TULSA, Okla. – The fight over an Oklahoma tribe’s pending land in trust application was back before a federal judge Friday. 
 
For more than five hours, attorneys for the Cherokee Nation, United Keetoowah Band of Cherokee Indians in Oklahoma, the Department of the Interior and Cherokee Nation Entertainment presented oral arguments before Northern District Judge Gregory Frizzell. The Cherokee Nation and Cherokee Nation Entertainment are attempting to obtain a permanent injunction to prevent the DOI from approving a joint land in trust application from the UKB and its corporate entity. 
 
The application is for a 2.03-acre parcel of land into trust, which would allow the UKB’s lone casino in Tahlequah to resume operations. Under the terms of its constitution, the Cherokee Nation must fight all attempts from any other tribe to take land into trust within its 14-county jurisdictional area. Both tribes are headquartered in Tahlequah and at one time, had casinos within five miles of each other. 
 
“This is not a simple issue,” Frizzell said at the end of oral arguments. “There are a lot of sub-matters at play here. Both sides have their work cut out for them.”
 
Cherokee Nation and its gaming arm, Cherokee Nation Entertainment, maintain that both would suffer irreparable harm if the UKB’s casino was allowed to reopen. The tribe argues that it would hurt its sovereignty while attorneys for CNE cited its reliance on being the only tribal gaming entity within the Cherokee Nation’s jurisdiction as part of the reason it has built up multiple casinos over the last 20 years.

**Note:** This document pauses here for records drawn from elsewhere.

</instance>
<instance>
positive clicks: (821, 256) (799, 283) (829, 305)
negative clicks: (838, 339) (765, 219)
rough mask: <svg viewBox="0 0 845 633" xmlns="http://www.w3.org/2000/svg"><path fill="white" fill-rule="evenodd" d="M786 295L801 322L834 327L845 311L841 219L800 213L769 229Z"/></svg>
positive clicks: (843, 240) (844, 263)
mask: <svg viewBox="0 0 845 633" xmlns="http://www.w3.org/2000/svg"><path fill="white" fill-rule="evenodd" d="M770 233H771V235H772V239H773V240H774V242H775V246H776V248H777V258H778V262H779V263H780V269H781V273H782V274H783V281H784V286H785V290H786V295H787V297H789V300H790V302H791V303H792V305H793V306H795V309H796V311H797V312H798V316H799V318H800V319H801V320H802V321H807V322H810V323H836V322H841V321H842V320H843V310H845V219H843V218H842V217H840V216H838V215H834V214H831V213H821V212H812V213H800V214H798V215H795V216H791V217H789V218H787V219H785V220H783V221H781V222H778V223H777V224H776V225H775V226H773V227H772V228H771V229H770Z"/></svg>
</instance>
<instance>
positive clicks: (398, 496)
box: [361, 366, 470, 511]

CNE currently employs about 3,800 people across its eight – soon to be nine – casinos. 
 
“CNE did not submit comments during the public comment period,” UKB Attorney General Christina Vaughn said. “Additionally, their casinos have been open while the UKB’s was. There is no reasonable expectation of exclusivity as they claim.
 
“Both tribes gamed down the street from each other for years and the world didn’t end, your honor.”
 
Under the terms of the Indian Gaming Regulatory Act, tribes can only conduct gaming on trust property within their own jurisdiction or get permission from the tribe in question if attempting to open a casino within another tribe’s borders. In a July 2012 decision to allow the UKB’s application, then-acting Assistant Secretary of Indian Affairs Michael Black wrote that the UKB had met the federal requirements for acquiring land into trust, effectively giving the two tribes co-jurisdiction within the 14 northeastern Oklahoma counties that comprise the former Cherokee Reservation and eliminating the need for the Cherokee Nation to approve of the casino. Instead, federal officials argued, they only need to solicit comments from the larger tribe, which they did. 
 
“It is not a shared reservation,” CNE attorney David Keglovitz said. “The tribes do not have shared jurisdiction – it is exclusively Cherokee Nation’s. If the tribe wanted to, it could walk into the UKB’s smoke shops and start collecting taxes on the purchases.”
 
Originally opened as Keetoowah Bingo in 1986, the Keetoowah Cherokee Casino employed 150 people and funded the paychecks of 70 tribal employees before it closed in August 2013 under the terms of a $2 million settlement between the UKB and Oklahoma Attorney General Scott Pruitt. Last summer, Frizzell granted the Cherokee Nation’s requests for a temporary injunction and temporary restraining order to prohibit the property from being taken in trust. 
 
All parties are facing a Sept. 8 deadline for their rebuttal filings from Friday’s hearing. Noting the compressed timeline at the preliminary injunction level last summer, Frizzell noted that while he stands by his previous decision, there was no guarantee that he would make the injunction permanent in light of supplemental information filed since then.
 
“It appears that the court may adjust some of its conclusions made at the time of the preliminary injunction hearing,” he said. “I appreciate having additional time to look at these issues more closely.”